Stroke length is defined as the number of yards covered with each stroke. Reducing the number of strokes needed to cross the pool is a common drill to improve this factor. Some variables can affect this number, including underwater streamline and kick propulsion. Get the most out of descending stroke count by keeping the variables constant and finding other ways to improve length:
- Improve horizontal body position along the surface of the water.
- Increase glide by reaching forward and finishing past the hip with each stroke.
- Create a powerful underwater pull with a high elbow and straight wrist.
Stroke rate is the number of single strokes taken in 60 seconds. It can be calculated by a person on deck with a stopwatch. The simplest method is to count how many strokes are taken in 15 seconds and multiply that number by four. Tools like the Finis Tempo Trainer or the Wetronome can simplify training with stroke rate. Try these three methods.

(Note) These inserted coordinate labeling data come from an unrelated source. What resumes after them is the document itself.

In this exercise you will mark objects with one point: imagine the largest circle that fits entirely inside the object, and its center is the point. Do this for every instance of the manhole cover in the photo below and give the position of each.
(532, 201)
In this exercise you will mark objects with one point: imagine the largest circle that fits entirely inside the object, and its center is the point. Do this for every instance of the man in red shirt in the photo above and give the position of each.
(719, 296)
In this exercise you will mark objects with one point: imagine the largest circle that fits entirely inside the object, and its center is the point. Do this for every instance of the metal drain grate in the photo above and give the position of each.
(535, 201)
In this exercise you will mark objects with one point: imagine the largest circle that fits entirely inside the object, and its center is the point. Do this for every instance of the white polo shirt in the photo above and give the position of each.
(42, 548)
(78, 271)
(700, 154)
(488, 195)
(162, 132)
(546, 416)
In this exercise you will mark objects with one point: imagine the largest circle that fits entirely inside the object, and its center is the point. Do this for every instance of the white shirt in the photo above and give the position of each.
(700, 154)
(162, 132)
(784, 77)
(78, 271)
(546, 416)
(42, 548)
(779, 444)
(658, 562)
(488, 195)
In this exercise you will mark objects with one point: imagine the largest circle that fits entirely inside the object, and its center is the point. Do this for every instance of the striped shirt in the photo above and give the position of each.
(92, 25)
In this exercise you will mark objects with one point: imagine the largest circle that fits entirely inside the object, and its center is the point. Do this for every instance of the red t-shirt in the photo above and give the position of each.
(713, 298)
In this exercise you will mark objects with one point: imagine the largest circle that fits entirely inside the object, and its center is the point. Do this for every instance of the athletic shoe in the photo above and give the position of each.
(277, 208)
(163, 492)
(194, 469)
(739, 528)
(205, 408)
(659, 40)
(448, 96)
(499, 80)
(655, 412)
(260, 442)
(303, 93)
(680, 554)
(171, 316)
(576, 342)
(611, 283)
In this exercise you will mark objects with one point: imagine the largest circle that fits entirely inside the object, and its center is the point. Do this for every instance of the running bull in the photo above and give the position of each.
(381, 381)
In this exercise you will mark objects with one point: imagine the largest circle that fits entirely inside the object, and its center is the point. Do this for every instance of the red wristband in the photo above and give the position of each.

- Set the tempo at your current stroke rate and try to take fewer strokes per lap.
- Set the tempo at a higher rate and try to maintain your current stroke count per lap.
- Record your time for a 100 at various stroke rates. Observe what tempo produced the fastest 100.
Swim Golf is another way to find the stroke rate and length that’s most efficient for you. The set combines the number of strokes and the number of seconds used to swim a 50. For example, a swimmer who takes 35 strokes and swims 45 seconds has a Swim Golf score of 80. Complete 4–6 x 50 and try to lower your score each time.